Is there such thing as ‘Hindu terrorism’, as the arrest of Sadhvi Thakur for the recent Malegaon blasts, may tend to prove? Well, I guess I was asked to write this column because I am one of this rare species of foreign correspondents: a lover of Hindus! A born Frenchman, Catholic-educated, non-Hindu, I do hope I will be given some credit for my opinions, garnered after 25 years of reporting in South Asia (for Le Journal de Genève and Le Figaro) – which are not the product of my parents’ ideas, my education or my atavism.
In the early eighties, when I started freelancing in the South , doing photo features on Kalaripayat, the Ayappa festival, or the Ayanars, I slowly realized, on the ground, that the genius of this country lies in its Hindu ethos, or rather in the true spirituality behind Hinduism. The average Hindu that you meet in a million villages, possesses this simple, innate spirituality in his or her genes and accepts your diversity, whether you are Christian, Muslim, or Jain, Arab, French or Chinese. It is this ‘Hindu-ness’ (which cannot be experienced if you sit in Delhi most of the time) that makes most Indian Christians different, from say a French Christian, or an Indian Muslim unlike a Saudi Muslim. I also learnt that Hindus not only believed that the Divine could manifest at different times, under different names, using different Scriptures, the wonderful avatar concept, the perfect answer to 21st century religious strife, but that they had given refuge to all persecuted minorities of the world, whether the Syrian Christians, the Parsis, the Jews (India is the only country in the world where Jews were not persecuted), the Armenians, or today the Tibetans. In 3500 years of known existence, Hindus have also never military invaded another country, never tried to impose their religion upon others, by force or even by induced conversions.
Thus for me, you cannot find less fundamentalist than a Hindu in this world and it saddens me when I see that the Indian and western Press always try to equate terrorists, such as SIMI, who blow up innocent civilians, to angry ordinary Hindus who burn churches without killing anybody. We know that most of these communal incidents often involve persons of the same caste, Dalits and tribals, some of them converted to Christianity and others not. Then, however reprehensible was the destruction of the Babri Masjid, no Muslim was killed in the process; compare this with the ‘vengeance’ bombings of 1993 in Mumbai, which wiped-out hundreds of innocent, mostly Hindus. Yet, the Babri Masjid destruction is often described by journalists as the most horrible act of the two. We also all remember how Sharad Pawar, when he was CM of Maharashtra in 1993, lied about a bomb that was supposed to have gone off in a Mumbai Muslim locality.

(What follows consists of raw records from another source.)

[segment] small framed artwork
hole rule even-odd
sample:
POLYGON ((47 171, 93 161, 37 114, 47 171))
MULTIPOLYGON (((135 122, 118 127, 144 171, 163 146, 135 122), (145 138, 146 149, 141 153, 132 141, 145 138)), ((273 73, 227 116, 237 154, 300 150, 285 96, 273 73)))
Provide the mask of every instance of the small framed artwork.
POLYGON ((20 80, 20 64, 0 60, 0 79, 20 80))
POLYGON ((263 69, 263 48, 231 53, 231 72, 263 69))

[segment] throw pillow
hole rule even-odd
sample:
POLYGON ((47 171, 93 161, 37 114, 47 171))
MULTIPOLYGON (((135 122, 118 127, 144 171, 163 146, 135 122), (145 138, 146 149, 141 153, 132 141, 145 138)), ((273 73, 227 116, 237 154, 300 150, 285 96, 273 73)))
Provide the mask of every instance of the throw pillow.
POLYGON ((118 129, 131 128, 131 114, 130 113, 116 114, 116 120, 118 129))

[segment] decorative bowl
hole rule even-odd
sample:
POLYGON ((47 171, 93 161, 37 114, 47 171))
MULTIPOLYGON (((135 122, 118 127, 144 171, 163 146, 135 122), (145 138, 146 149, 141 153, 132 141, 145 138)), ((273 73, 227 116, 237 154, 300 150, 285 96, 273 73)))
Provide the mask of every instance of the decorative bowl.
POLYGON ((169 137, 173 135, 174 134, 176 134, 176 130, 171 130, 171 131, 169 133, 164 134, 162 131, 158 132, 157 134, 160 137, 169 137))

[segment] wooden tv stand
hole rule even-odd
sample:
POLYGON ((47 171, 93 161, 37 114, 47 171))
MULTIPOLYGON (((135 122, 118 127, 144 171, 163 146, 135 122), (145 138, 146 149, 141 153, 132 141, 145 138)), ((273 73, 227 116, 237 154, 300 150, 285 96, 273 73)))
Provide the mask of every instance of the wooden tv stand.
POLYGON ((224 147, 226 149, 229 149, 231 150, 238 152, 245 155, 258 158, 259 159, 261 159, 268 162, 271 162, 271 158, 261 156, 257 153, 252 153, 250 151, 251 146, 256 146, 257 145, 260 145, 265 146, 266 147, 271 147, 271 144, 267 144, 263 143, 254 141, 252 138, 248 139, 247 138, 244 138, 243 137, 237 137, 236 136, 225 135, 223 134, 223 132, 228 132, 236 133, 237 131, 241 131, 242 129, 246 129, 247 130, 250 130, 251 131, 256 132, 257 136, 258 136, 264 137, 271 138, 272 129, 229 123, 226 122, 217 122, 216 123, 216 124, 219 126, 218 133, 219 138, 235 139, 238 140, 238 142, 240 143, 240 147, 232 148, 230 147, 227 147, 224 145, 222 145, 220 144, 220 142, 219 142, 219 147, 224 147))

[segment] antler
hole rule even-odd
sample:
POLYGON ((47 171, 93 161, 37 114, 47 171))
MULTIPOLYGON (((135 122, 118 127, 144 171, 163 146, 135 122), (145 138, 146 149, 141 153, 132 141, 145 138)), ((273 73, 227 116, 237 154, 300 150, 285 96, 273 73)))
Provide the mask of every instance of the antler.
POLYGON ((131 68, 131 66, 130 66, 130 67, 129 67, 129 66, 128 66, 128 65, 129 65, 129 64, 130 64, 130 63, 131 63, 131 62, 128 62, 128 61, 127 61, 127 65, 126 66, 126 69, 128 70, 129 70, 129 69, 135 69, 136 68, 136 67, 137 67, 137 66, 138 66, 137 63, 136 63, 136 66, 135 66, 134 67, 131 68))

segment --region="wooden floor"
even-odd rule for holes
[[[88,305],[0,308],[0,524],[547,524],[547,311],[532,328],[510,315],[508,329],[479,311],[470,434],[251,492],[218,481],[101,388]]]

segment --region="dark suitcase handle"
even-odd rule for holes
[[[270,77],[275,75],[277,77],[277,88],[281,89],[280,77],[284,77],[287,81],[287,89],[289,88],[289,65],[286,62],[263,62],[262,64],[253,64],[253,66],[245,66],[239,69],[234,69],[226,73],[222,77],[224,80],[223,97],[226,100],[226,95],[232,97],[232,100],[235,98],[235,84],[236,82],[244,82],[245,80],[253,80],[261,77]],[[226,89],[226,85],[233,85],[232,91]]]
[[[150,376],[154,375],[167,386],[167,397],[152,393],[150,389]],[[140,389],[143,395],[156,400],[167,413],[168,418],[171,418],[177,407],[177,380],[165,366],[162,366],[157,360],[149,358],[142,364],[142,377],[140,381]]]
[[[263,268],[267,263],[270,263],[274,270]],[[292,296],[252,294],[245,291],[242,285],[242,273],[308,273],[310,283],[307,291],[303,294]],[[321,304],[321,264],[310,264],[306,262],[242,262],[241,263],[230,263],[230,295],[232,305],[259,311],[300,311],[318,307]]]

I have never been politically correct, but have always written – not what is the prevalent trend – but what I have discovered while reporting . Let me then be straightforward about this so-called Hindu terror. Hindus, since the first Arab invasions, have been at the receiving end of terrorism, whether it was by Teimur, who killed 100.000 Hindus in one day in 1399, or by the Portuguese Inquisition which crucified Brahmins in Goa. Today they are still being targeted: there were one million Hindus in the valley of Kashmir in 1900 – but only a few hundred today, the rest having been made to flee through terror. Blasts after blasts have killed hundreds of innocent Hindus all over India in the last four years; Hindus, the overwhelming majority community of this country, are being made fun of, are despised, are deprived of the most basic facilities for one of their most sacred pilgrimages in Armanath, when their Government heavily sponsors the Haj; they are witnessing their brothers and sisters converted to Christianity by financials traps, seeing a 84 year old harmless swami and his Mataji brutally murdered, reading of blasphemy about their Gods…
So, sometimes, Enough is Enough. At some point, after years or even centuries of submitting like sheep to slaughter, Hindus, those that the Mahatma Gandhi once called gently ‘cowards’, erupt in uncontrolled fury. And it hurts badly. It happened in Gujarat. It happened in Jammu, then in Khandamal, in Mangalore, and in Malgeaon. And it will happen again elsewhere. What should be understood is that this is a spontaneous revolution on the ground, by ordinary Hindus, without any preplanning from the political leadership. Therefore, the BJP, instead of acting embarrassed, should not disown its brothers and sisters who choose other means to let their anguished voices be heard.
Today there are about a billion Hindus, one in every six persons of this planet, one of the most successful, law abiding and integrated communities in the world. Can you call them terrorists?